# airport express (wireless) printer compatibility?



## Pamela (Feb 20, 2003)

Everytime I go to find the list for the airport express/extreme wireless printing compatibility I can't find it! Does anyone have this bookmarked??

I'm trying to see if the following printer is going to be compatible to print wirelessly:

Minolta PagePro 1250E

http://printer.konicaminolta.com/products/monochrome/pp1250E/index.asp

Thanks


----------



## Willy Z (Oct 25, 2004)

try this link again.

and there is one long message about wireless printing through an airport ( and I think that you still owe me a beer 

http://gimp-print.sourceforge.net/MacOSX.php3


----------



## cottageboy (Apr 15, 2004)

I know lexmark and HP have postings up on their site about airport compatibility.

Epson has nothing, but is shown on the airport support page, so I am thinking anything compatible with OSX is airport compatible as well... though i could very well be wrong.

and i couldn't find poop on minolta's site.

as for the printer list on Apple's knowledge base, that has, as far as I know, all but disappeared... I was, in fact, looking for this very thing last night.


----------



## PosterBoy (Jan 22, 2002)

According to the documents I am reading, most printers should work on the AirPort Express or AirPort Extreme as long as there are driers for your OS. So, if there are drivers for OS X for the printer you want to use, then it will probably work. 

Apple doesn't keep a list of specific printer models anymore because it doesn't so much work that way anymore, I guess. 
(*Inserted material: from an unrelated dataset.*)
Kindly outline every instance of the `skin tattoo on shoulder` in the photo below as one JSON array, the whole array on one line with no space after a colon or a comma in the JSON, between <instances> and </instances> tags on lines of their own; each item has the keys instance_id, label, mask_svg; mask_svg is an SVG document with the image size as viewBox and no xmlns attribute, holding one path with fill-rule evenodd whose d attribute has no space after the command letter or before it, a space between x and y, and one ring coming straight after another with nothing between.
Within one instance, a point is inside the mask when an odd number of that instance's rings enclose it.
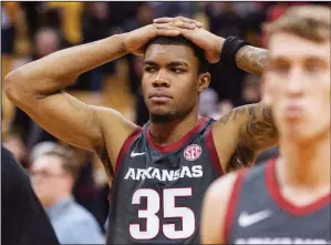
<instances>
[{"instance_id":1,"label":"skin tattoo on shoulder","mask_svg":"<svg viewBox=\"0 0 331 245\"><path fill-rule=\"evenodd\" d=\"M269 51L265 49L246 45L236 54L238 68L255 75L260 75L267 67Z\"/></svg>"},{"instance_id":2,"label":"skin tattoo on shoulder","mask_svg":"<svg viewBox=\"0 0 331 245\"><path fill-rule=\"evenodd\" d=\"M261 103L244 105L218 121L221 124L242 122L245 123L239 132L238 146L229 160L227 172L252 165L259 151L275 145L278 141L270 108Z\"/></svg>"}]
</instances>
The only way to find out 100% for sure is probably to phone KonicaMinolta and ask. :/


----------



## Pamela (Feb 20, 2003)

It seems that that is just not the case Posterboy. I have run into two different printers (one canon, one lexmark) that work fine with OS X but won't work wirelessly. 

I tried to phone KonicaMinolta. I'm sure you can guess how that went. "ummm...what's wireless printing? I think you have to call apple about that...."

Idiots.

I'm just going to bring my airport express over to her house on tuesday and see if it works. That's the only way to do it.


----------



## PosterBoy (Jan 22, 2002)

Well. You could call Apple and ask if they have a list, but they don't seem to say it anywhere on their web site.

Lexmark does: http://www.lexmark.com/US/products/info/apple/airport_compat.html

and HP has a partial list: http://h10025.www1.hp.com/ewfrf/wc/genericDocument?lc=en&cc=us&docname=c00035369


----------



## mclenaghan (Sep 27, 2002)

Hi,

This is from the apple site though I am not sure how old.

http://docs.info.apple.com/article.html?artnum=150762


----------